Czaputowicz pytany ostatnio w TVN24 o to, czy weźmie udział w referendum 15 października odpowiedział m.in., że nie chce swoich preferencji wyborczych publicznie prezentować, ale zdaje sobie sprawę, że jest to duży problem dla wielu Polaków. - Ten system został tak stworzony, by tych, którzy nie odbiorą karty jakoś napiętnować. Komisje mają odnotowywać w spisie wyborców fakt odmowy przyjęcia karty referendalnej. Według mnie jest to cofnięcie nas do czasów komunizmu, gdy Polacy obawiali się bojkotować wybory. Jest to też niestety złamanie zasady tajności głosowania - mówił.

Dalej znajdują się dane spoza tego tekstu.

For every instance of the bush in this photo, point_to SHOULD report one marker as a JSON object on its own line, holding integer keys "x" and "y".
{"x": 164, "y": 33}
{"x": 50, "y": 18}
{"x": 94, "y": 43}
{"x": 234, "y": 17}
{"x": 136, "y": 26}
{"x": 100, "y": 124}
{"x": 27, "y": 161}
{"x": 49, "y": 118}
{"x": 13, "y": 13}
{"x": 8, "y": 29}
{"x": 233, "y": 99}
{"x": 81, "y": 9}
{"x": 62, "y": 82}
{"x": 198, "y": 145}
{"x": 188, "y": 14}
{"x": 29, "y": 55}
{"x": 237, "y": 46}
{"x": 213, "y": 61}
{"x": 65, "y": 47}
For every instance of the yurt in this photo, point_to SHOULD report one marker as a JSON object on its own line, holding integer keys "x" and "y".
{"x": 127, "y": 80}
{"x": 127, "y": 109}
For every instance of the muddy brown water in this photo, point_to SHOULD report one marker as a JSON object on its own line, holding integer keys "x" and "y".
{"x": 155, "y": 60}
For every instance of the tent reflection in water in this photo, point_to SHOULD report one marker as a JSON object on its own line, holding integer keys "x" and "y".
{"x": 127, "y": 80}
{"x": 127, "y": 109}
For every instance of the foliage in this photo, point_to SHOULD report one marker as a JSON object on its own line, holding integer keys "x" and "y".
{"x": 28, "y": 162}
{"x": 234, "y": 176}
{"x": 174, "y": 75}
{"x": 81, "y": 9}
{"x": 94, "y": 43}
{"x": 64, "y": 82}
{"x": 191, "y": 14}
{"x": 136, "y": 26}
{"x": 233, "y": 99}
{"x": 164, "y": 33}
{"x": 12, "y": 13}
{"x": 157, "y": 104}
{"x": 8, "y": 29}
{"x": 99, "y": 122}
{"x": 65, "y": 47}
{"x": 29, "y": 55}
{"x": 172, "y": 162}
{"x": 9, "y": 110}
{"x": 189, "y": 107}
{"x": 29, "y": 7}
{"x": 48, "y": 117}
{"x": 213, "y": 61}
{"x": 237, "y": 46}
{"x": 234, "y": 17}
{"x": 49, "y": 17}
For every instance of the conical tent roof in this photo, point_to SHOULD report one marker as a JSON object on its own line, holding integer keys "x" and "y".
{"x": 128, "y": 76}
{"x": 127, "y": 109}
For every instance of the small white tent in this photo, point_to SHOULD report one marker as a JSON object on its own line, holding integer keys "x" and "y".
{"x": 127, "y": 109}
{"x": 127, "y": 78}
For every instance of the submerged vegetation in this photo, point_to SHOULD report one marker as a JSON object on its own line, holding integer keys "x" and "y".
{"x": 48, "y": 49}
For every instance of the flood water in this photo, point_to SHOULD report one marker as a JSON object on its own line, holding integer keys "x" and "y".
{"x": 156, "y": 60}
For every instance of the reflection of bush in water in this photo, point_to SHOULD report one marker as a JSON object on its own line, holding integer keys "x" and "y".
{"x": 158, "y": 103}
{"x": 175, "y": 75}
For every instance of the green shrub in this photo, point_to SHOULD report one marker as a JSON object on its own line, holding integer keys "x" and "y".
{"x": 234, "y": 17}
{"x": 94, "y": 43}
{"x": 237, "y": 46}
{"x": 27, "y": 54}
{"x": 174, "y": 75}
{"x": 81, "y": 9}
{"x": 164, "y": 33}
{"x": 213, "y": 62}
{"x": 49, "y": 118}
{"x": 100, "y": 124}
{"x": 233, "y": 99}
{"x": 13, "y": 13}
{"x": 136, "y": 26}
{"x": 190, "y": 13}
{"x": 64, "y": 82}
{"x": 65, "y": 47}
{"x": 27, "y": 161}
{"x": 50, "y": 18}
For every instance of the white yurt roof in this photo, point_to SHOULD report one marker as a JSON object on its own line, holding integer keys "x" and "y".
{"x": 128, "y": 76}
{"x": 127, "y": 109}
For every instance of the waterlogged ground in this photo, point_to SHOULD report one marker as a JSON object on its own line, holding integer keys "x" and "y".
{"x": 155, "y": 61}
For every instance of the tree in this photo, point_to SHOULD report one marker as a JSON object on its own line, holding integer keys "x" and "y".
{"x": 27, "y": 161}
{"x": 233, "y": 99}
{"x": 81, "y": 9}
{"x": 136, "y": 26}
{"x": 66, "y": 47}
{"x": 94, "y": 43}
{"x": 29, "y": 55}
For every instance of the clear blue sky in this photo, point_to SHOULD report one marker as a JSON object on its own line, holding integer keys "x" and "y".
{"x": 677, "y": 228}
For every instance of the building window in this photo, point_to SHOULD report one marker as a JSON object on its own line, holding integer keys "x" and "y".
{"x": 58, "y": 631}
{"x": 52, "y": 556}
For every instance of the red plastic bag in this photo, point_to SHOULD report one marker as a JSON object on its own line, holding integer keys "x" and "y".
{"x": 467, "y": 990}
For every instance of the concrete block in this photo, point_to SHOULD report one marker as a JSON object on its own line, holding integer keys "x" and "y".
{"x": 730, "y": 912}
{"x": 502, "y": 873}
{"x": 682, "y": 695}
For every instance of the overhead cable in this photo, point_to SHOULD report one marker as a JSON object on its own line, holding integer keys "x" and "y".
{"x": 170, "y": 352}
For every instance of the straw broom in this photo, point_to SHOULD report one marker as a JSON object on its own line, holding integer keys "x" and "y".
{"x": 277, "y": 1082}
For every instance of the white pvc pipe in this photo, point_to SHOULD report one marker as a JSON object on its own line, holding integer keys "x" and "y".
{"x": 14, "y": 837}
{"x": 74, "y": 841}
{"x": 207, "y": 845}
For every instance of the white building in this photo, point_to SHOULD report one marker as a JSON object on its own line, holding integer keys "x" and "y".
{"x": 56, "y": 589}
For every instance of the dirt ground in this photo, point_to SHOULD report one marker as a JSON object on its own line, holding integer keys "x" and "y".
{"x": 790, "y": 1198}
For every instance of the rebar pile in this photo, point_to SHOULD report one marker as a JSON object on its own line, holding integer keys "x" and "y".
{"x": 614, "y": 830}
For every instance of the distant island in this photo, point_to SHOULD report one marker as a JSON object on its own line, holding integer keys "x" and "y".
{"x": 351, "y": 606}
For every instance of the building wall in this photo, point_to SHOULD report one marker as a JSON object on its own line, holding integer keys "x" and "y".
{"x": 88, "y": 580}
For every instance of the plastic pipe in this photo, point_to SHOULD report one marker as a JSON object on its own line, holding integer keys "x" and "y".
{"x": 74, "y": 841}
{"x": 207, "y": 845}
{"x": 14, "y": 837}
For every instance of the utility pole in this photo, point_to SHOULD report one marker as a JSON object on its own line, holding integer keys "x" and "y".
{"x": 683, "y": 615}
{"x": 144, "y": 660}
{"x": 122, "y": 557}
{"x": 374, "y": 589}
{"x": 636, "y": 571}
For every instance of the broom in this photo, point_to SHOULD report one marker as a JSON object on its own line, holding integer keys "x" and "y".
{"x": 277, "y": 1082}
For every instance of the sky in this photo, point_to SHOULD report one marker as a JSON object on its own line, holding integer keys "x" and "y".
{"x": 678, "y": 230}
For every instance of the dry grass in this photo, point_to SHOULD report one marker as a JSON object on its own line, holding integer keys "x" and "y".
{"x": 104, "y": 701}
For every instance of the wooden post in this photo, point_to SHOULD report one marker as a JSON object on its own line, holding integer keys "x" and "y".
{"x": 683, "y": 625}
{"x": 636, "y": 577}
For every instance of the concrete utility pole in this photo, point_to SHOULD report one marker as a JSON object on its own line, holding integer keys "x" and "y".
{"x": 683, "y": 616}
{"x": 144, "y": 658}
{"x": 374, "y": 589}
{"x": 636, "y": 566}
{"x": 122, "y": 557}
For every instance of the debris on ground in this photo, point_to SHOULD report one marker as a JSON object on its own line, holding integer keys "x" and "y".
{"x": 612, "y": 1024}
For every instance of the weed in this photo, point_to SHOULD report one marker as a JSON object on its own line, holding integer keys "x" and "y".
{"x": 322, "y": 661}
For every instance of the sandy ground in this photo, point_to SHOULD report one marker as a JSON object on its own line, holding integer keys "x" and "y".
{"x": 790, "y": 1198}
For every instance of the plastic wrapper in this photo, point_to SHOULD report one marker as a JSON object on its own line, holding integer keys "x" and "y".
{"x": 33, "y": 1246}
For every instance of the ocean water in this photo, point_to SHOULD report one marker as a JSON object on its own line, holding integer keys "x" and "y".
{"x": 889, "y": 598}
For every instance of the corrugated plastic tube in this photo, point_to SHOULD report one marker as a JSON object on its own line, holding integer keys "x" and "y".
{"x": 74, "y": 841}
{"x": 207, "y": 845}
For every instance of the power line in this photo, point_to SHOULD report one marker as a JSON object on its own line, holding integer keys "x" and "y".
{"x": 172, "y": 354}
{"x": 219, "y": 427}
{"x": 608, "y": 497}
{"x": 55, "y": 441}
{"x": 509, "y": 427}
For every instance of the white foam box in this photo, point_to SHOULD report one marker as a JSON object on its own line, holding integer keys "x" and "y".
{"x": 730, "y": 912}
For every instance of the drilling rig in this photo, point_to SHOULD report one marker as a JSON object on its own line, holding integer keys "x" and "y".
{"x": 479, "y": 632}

Do publikacji Czaputowicza odniósł się podczas konferencji prasowej w środę przewodniczący PKW Sylwester Marciniak. - Nieprawdziwe są insynuacje, że działania PKW służą władzy. Państwowa Komisja Wyborcza nie jest uprawniona do wydawania instrukcji, czy określania zasad dotyczących przeprowadzania głosowania. Jest natomiast zobowiązana do stosowania obowiązujących przepisów prawa wyborczego. Nasuwa się pytanie, jak można podważać wyniki wyborów dlatego, że zostaną przeprowadzone w zgodzie z obowiązującymi przepisami - oświadczył Marciniak.
Podkreślił, że wzór spisu wyborców, stosowany m.in. w wyborach parlamentarnych, został określony w odpowiednim rozporządzaniu ministra cyfryzacji.
- Przepisy powołanego rozporządzenia nie przewidują zamieszczania w spisie dwóch odrębnych rubryk na potwierdzenie odbioru kart do głosowania. PKW nie jest uprawniona do określania innego niż wynikające z rozporządzenia spisu wyborców. Spis wyborców nigdy nie przewidywał zamieszczania rubryk na potwierdzenie odbioru kart w poszczególnych głosowaniach - odrębnie dla poszczególnych wyborów - powiedział sędzia.
Jak powiedział, "odmowa odebrania którejkolwiek karty do głosowania w wyborach do Sejmu i Senatu lub w referendum ogólnokrajowym musi być odnotowana w spisie wyborców." - Gdyż tylko tego rodzaju postępowania pozwoli na prawidłowe wykonanie obowiązków przez obwodową komisji wyborczą w zakresie rozliczenia otrzymanych kart do głosowania - mówił.
Zaznaczyły przy tym, że przepisy prawa wyborczego nie przewidują odrębnego potwierdzania w spisie wyborców odbioru kart do głosowania.